Tudo soava por demais estranho. Eu achava que essas coisas só pudessem ser pronunciadas pela própria Clarice Lispector, jamais por Ana, sua personagem. Achava que Ana, como todas elas, era alguém que demonstrasse na prática as especulações da autora e não alguém que as expressasse. Mas foi isso mesmo o que ela disse e daí cheguei a pensar que talvez Clarice se inspirasse também em Ana para arrazoar sobre a vida. Não sei o que foi, mas fiquei bem perturbada. Enfim, não sou eu que estou em jogo aqui e sim Ana e o cego.
Não pude ouvir a resposta do cego, que falou pouco e bem baixo. Mas vi que Ana sorria, já bem mais corada agora, com o semblante apaziguado.
Eles apertaram as mãos, afastaram-se um pouco e Ana endireitou-se na decisão aparente de espera do próximo ônibus.
O que o cego teria dito a ela?
Como ele teria respondido ao apelo de Ana para que ele, por favor, não mascasse chicletes?
Aguardei ansiosa que Ana entrasse no carro seguinte e, entre temerosa e ousada, me aproximei do cego, a quem nada parecia incomodar. Nem as perguntas de Ana, nem os carros que iam e vinham. Será que ele não aguardava a vinda de algum ônibus? Como será que saberia em qual deles entrar?
Desculpe, senhor. Sei que o senhor acaba de ser abordado por outra senhora e que talvez suas perguntas incisivas não tenham sido muito agradáveis. Mas não posso resistir. Sou leitora desta história há vários anos — quero dizer, a história de Ana, da qual o senhor casualmente veio a fazer parte e da qual, neste momento, talvez venha a se tornar um novo protagonista — e, por pura curiosidade, acabei seguindo-a e ouvi as questões que ela tão deselegantemente lhe formulou. Desculpe, não pude deixar de ouvi-las. Mas vi que ela rapidamente se satisfez e que parecia até algo aliviada. Será que o senhor poderia me dizer a resposta que lhe deu ao ouvi-la pedindo que cuspisse seu chiclete? E o que foi que lhe disse sobre ela aguentar a felicidade?”

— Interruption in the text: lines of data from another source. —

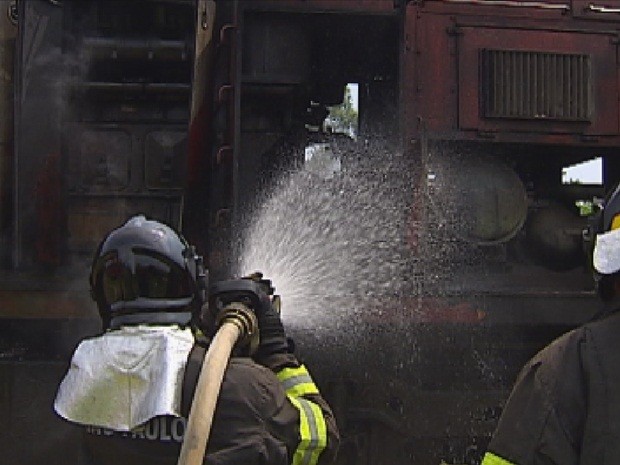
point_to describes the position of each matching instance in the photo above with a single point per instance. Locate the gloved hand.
(273, 338)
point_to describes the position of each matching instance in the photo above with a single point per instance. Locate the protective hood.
(124, 378)
(606, 256)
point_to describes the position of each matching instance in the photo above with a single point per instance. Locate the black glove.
(273, 338)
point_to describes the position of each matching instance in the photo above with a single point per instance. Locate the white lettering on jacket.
(157, 429)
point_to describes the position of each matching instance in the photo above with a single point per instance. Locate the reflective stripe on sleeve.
(312, 430)
(297, 381)
(491, 459)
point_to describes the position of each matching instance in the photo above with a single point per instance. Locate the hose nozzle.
(244, 318)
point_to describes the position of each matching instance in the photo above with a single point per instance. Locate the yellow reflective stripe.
(491, 459)
(297, 381)
(312, 431)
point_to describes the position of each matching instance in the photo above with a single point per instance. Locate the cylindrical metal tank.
(481, 199)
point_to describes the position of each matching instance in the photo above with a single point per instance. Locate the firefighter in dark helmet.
(565, 405)
(131, 387)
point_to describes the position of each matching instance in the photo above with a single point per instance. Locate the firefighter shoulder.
(565, 405)
(131, 387)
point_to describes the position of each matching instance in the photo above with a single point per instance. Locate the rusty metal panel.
(586, 60)
(429, 81)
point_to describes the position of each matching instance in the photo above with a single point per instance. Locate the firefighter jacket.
(565, 406)
(262, 417)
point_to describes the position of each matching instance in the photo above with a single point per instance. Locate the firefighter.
(131, 387)
(565, 405)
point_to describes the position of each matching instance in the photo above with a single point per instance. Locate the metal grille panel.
(534, 85)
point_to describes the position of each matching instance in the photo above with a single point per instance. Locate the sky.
(590, 172)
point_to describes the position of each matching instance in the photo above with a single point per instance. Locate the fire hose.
(237, 325)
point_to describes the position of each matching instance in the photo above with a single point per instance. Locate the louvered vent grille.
(534, 85)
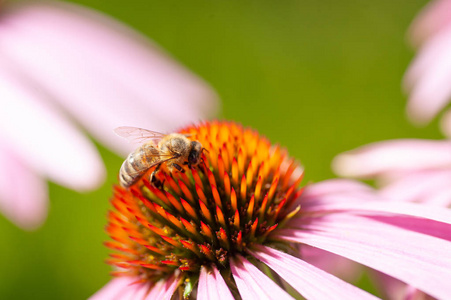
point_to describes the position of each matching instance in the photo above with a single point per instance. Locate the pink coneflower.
(234, 227)
(61, 63)
(428, 79)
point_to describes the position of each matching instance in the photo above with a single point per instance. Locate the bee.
(173, 150)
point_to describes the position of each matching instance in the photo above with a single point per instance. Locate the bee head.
(194, 154)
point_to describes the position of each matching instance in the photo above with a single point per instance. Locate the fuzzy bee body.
(174, 150)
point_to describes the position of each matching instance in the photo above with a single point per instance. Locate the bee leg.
(153, 178)
(180, 169)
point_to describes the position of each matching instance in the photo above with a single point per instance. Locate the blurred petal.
(43, 138)
(309, 281)
(212, 286)
(103, 73)
(417, 259)
(427, 79)
(253, 284)
(23, 195)
(418, 186)
(431, 20)
(393, 156)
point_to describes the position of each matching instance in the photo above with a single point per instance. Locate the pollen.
(243, 189)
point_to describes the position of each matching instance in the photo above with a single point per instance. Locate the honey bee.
(172, 149)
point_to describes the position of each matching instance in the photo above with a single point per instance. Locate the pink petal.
(122, 288)
(164, 289)
(427, 79)
(212, 286)
(340, 203)
(417, 259)
(335, 186)
(309, 281)
(23, 195)
(418, 186)
(103, 73)
(431, 20)
(253, 284)
(43, 138)
(393, 156)
(336, 265)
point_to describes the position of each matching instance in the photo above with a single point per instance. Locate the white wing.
(138, 135)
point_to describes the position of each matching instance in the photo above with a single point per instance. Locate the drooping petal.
(103, 73)
(427, 79)
(417, 186)
(417, 259)
(164, 289)
(431, 20)
(309, 281)
(212, 286)
(253, 284)
(393, 156)
(42, 137)
(121, 288)
(26, 207)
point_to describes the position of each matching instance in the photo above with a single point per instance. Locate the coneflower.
(232, 228)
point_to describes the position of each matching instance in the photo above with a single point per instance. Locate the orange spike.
(175, 203)
(243, 189)
(236, 219)
(206, 231)
(227, 184)
(258, 188)
(263, 207)
(220, 216)
(201, 194)
(196, 177)
(207, 251)
(233, 200)
(205, 212)
(221, 167)
(215, 193)
(189, 209)
(234, 172)
(241, 160)
(273, 187)
(186, 191)
(249, 174)
(250, 208)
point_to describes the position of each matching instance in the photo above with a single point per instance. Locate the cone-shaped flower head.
(205, 215)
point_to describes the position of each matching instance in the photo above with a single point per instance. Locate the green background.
(318, 77)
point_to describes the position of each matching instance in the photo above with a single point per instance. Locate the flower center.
(241, 191)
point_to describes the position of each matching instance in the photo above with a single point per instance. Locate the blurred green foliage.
(318, 77)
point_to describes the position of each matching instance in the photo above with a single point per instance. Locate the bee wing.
(138, 135)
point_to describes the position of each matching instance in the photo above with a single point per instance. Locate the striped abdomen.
(137, 164)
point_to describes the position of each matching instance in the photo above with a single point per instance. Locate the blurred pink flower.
(62, 66)
(406, 171)
(201, 231)
(427, 80)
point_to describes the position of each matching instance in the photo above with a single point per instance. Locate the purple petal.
(23, 195)
(103, 73)
(393, 156)
(42, 138)
(123, 288)
(309, 281)
(164, 289)
(340, 203)
(253, 284)
(420, 186)
(417, 259)
(427, 79)
(212, 286)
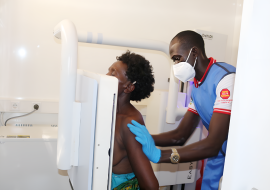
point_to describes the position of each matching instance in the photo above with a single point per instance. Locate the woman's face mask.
(184, 71)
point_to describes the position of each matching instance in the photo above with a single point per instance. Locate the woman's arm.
(138, 161)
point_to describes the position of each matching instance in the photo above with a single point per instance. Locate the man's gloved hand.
(147, 141)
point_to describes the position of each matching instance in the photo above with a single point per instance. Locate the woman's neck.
(123, 103)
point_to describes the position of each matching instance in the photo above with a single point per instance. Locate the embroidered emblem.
(225, 93)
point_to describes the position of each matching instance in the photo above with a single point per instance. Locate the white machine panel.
(81, 176)
(30, 163)
(98, 95)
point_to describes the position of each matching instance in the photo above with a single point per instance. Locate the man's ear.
(130, 88)
(195, 52)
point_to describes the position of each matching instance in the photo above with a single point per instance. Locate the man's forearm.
(194, 152)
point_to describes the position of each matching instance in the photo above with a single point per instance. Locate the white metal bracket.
(76, 122)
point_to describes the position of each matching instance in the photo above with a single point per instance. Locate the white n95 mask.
(184, 71)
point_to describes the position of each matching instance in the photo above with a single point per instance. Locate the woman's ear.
(130, 88)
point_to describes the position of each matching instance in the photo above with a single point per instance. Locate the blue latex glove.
(147, 141)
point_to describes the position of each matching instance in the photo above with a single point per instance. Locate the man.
(211, 102)
(131, 168)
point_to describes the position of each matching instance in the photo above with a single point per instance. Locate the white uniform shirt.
(224, 92)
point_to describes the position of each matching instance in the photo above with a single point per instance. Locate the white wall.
(30, 55)
(247, 156)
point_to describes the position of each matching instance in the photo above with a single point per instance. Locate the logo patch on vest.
(225, 93)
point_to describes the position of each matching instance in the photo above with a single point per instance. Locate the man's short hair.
(139, 70)
(190, 39)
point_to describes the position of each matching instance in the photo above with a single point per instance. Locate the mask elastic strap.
(195, 62)
(189, 54)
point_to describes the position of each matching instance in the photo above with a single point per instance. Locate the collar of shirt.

Não, imagine. Não se trata de incômodo algum. Ouvi como ela estava exaltada e é natural que outras pessoas tenham escutado o que ela dizia. Mas não foi nada demais. Eu disse somente que, quando masco chicletes, sinto que a terra é redonda, consigo realmente perceber os contornos esféricos das coisas, o tempo passando, como se a goma fosse um condutor mastigável da passagem do tempo, como se tudo se suspendesse e voltasse, suspendesse e voltasse. Disse que me sinto um menino de novo e que esse elástico que mastigo me faz lembrar de alguns restos de borracha que meu pai deixava largados no quintal. Quando masco, me lembro dele. Também disse a ela que entre mascar chicletes e a cegueira não há relação alguma. E que ela fosse embora tranquila. Eu ainda sou infeliz. Ela pareceu ter gostado desta última parte. Apertou-me a mão e, sorrindo, partiu.”
Sabia que, com essa resposta, Ana poderia realmente prosseguir sua história em paz. Nada tinha se modificado e entendi o porquê de Clarice ter subtraído essa parte da narrativa e optado apenas por uma única grande epifania.